Dans le prolongement, la Commission Exécutive maintient sa recommandation-phare issue de sa précédente prise de parole à destination des Fédérations Internationales, à savoir l’absence d’événements sportifs sur le territoire russe et biélorusse. Cela se traduit d’ores et déjà par le retrait ou l’annulation d’événements, comme la finale de la Ligue des Champions de l’UEFA qui devait avoir lieu le 28 mai prochain à Saint-Péterbourg et qui se tiendra finalement au Stade de France.

Au-delà de cette série de recommandations, la Commission Exécutive a aussi profité de sa réunion du jour pour saluer les appels à la paix lancés et véhiculés – notamment sur les réseaux sociaux – par les athlètes et les dirigeants sportifs à travers le monde. L’instance olympique a par ailleurs réaffirmé son soutien à l’égard de la communauté olympique ukrainienne avec la mise en place d’un fond ds de solidarité et ce, à désormais quatre jours de la Cérémonie d’ouverture des Jeux Paralympiques de Pékin 2022.

Enfin – et il s’agit sans doute là de la prise de position la plus ferme actée par le CIO, en son nom, depuis le début de l’offensive russe en Ukraine – la Commission Exécutive a fait savoir qu’elle retirait l’Ordre olympique à trois personnalités qui occupent instamment une fonction importante au sein du gouvernement de la Fédération de Russie ou un poste de haut rang.

Dmitry Chernyshenko, Président du Comité d’Organisation des Jeux d’hiver de Sotchi 2014, montrant au Président de la Fédération de Russie, Vladimir Poutine, un exemplaire de la torche olympique, sous le regard du Président du CIO de l’époque, Jacques Rogge, le 30 mai 2013 (Crédits – IOC / Richard Juilliart)

Décoré dès 2001, le Président Vladimir Poutine est la première et principale personnalité ciblée.
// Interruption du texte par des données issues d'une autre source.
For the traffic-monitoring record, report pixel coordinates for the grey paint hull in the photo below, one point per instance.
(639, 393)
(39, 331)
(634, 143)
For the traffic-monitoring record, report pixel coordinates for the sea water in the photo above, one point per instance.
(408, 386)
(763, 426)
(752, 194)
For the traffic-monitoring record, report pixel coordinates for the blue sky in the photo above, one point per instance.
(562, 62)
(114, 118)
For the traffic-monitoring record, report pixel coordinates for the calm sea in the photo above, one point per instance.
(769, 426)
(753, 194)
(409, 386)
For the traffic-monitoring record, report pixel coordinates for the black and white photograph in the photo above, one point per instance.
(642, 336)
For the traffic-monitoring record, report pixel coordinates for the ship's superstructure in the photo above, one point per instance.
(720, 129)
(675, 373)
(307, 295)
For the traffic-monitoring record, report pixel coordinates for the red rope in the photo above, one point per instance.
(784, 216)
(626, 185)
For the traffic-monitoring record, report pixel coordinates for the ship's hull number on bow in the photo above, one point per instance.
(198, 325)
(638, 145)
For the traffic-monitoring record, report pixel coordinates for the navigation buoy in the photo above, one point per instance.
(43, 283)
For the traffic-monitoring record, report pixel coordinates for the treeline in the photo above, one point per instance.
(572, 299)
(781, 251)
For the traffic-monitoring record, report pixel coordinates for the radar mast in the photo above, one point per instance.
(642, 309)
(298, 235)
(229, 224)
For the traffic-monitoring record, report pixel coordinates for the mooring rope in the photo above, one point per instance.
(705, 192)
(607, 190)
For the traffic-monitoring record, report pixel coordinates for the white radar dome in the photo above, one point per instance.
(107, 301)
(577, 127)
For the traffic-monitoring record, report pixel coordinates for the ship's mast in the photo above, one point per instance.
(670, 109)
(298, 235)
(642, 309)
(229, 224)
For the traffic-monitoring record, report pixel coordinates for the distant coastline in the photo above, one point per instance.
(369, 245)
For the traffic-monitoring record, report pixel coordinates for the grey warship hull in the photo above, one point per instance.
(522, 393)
Le Premier Ministre adjoint, et Président du Comité d’Organisation des Jeux d’hiver de Sotchi 2014, Dmitry Chernyshenko, est lui-aussi visé par cette mesure, tout comme le Chef d’État-major adjoint du Bureau exécutif présidentiel, Dmitry Kozak.

Malgré ces nouvelles annonces, il demeure que le CIO n’a pas engagé de mesures concernant la participation ou non de la Russie et de la Biélorussie pour les Jeux de l’Olympiade de Paris 2024. Or, et faut-il une fois de plus le rappeler, en d’autres temps, l’institution olympique avait pris la décision d’exclure purement et simplement l’Allemagne des Jeux de 1920, 1924 et 1948, à la suite des actions du pays lors des deux conflits mondiaux. Il en fut de même pour le Japon concernant les Jeux de 1948.

A l’instar de la FIFA, avec le prochain Mondial de football, le CIO pourrait néanmoins se retrouver dans une situation difficilement tenable dans les jours ou semaines à venir. Après le temps de la prudence et des recommandations, le temps des sanctions fermes pourrait dès lors survenir.